Nella sua prima conferenza stampa da presidente, mons. Ornelas, oltre a ripercorrere i temi emersi dal documento, ha fatto quattro sottolineature in particolare: la questione dei poveri, il tema dell’eutanasia legato alla difesa della vita, l’adeguamento ecclesiale alle norme di sicurezza sanitaria e l’atteggiamento dialogico nei confronti della politica. «La pandemia ci ha fatto capire che le sacche di povertà mettono a repentaglio l’intera società. Una società come la nostra non può permetterselo». Affermare il valore della vita contrasta con la richiesta di legalizzazione dell’eutanasia. Non si può non affermarlo in particolare per le fasi più fragili dell’esistenza: il nascere e il morire.

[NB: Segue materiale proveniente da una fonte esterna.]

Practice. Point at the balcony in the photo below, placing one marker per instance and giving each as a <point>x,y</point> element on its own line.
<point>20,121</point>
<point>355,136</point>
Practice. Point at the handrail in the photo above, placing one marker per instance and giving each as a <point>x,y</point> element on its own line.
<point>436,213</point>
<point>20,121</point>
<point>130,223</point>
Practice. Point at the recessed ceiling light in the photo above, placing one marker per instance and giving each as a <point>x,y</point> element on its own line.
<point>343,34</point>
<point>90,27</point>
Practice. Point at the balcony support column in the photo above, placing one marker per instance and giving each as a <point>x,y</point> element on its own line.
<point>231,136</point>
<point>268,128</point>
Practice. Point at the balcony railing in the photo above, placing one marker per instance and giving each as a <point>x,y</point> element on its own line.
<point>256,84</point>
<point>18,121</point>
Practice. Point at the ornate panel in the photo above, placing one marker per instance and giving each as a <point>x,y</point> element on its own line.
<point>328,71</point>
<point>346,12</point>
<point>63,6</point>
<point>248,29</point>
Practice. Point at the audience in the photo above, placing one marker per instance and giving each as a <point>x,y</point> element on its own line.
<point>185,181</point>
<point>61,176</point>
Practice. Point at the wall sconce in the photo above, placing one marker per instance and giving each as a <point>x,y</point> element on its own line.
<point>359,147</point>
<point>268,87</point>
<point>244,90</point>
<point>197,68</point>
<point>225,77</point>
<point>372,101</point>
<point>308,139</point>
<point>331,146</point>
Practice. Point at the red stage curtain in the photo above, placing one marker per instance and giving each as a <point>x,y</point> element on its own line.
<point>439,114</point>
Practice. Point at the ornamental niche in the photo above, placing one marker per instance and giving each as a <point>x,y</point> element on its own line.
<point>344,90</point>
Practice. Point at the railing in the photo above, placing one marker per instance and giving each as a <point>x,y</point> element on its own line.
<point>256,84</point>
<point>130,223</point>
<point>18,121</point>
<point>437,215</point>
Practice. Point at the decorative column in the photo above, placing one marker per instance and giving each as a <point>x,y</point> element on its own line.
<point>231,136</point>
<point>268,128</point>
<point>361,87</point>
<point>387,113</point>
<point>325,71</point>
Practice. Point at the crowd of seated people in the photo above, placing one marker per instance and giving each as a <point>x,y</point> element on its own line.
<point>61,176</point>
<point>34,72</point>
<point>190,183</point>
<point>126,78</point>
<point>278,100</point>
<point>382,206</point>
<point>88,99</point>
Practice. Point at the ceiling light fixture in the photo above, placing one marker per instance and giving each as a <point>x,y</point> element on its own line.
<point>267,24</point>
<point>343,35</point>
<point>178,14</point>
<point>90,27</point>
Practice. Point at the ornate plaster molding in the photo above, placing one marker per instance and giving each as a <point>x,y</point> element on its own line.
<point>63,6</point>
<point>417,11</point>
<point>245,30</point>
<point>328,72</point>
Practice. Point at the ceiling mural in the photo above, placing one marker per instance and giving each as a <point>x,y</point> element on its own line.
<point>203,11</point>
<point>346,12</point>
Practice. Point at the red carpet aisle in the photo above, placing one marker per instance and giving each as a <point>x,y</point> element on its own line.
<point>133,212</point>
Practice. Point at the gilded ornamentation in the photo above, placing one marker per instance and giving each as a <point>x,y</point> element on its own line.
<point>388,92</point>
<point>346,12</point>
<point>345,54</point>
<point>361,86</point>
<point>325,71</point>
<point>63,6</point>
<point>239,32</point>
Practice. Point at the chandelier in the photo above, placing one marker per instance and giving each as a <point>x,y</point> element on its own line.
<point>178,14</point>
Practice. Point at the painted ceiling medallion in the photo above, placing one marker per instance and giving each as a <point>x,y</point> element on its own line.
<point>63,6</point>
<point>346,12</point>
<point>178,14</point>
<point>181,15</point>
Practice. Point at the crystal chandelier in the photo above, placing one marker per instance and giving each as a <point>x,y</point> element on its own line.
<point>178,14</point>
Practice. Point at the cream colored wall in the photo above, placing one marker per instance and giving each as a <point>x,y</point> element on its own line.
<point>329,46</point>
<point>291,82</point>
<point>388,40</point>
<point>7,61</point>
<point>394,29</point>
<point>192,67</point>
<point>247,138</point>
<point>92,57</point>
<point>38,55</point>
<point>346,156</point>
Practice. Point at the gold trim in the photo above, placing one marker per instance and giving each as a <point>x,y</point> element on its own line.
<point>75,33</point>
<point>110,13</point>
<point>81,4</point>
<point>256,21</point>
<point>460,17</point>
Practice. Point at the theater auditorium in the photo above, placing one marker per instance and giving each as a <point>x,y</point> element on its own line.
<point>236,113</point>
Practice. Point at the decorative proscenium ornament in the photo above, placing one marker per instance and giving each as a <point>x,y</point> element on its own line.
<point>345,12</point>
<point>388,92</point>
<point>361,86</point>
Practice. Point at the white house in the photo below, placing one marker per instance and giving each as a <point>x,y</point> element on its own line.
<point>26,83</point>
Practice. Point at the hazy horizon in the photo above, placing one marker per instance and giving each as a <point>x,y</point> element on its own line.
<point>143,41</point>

Con l’attenzione a rivedere i modelli delle case di cura per gli anziani dove il virus ha fatto strage. Un messaggio per il gruppo di lavoro parlamentare sulla legge che si riunirà di nuovo fra qualche giorno. In merito, la Chiesa e le fedi si sono già espresse nel 2016 e nel febbraio scorso. Sulla rigorosa osservanza delle norme di confinamento che hanno interessato le celebrazioni, i riti e alcune espressioni rilevanti della vita ecclesiale, mons. Ornelas, ha fatto presente – parlando in particolare ai critici interni – che non si è trattato di «obbedienza» e di subalternità della Chiesa allo stato, ma dell’«esercizio di una responsabilità che abbiamo per il rispetto della vita».
Quanto al mondo politico e istituzionale, il nuovo presidente dei vescovi si è mostrato molto disponibile e ha espresso l’intenzione di «cercare convergenze» con l’insieme delle forze politiche e di governo.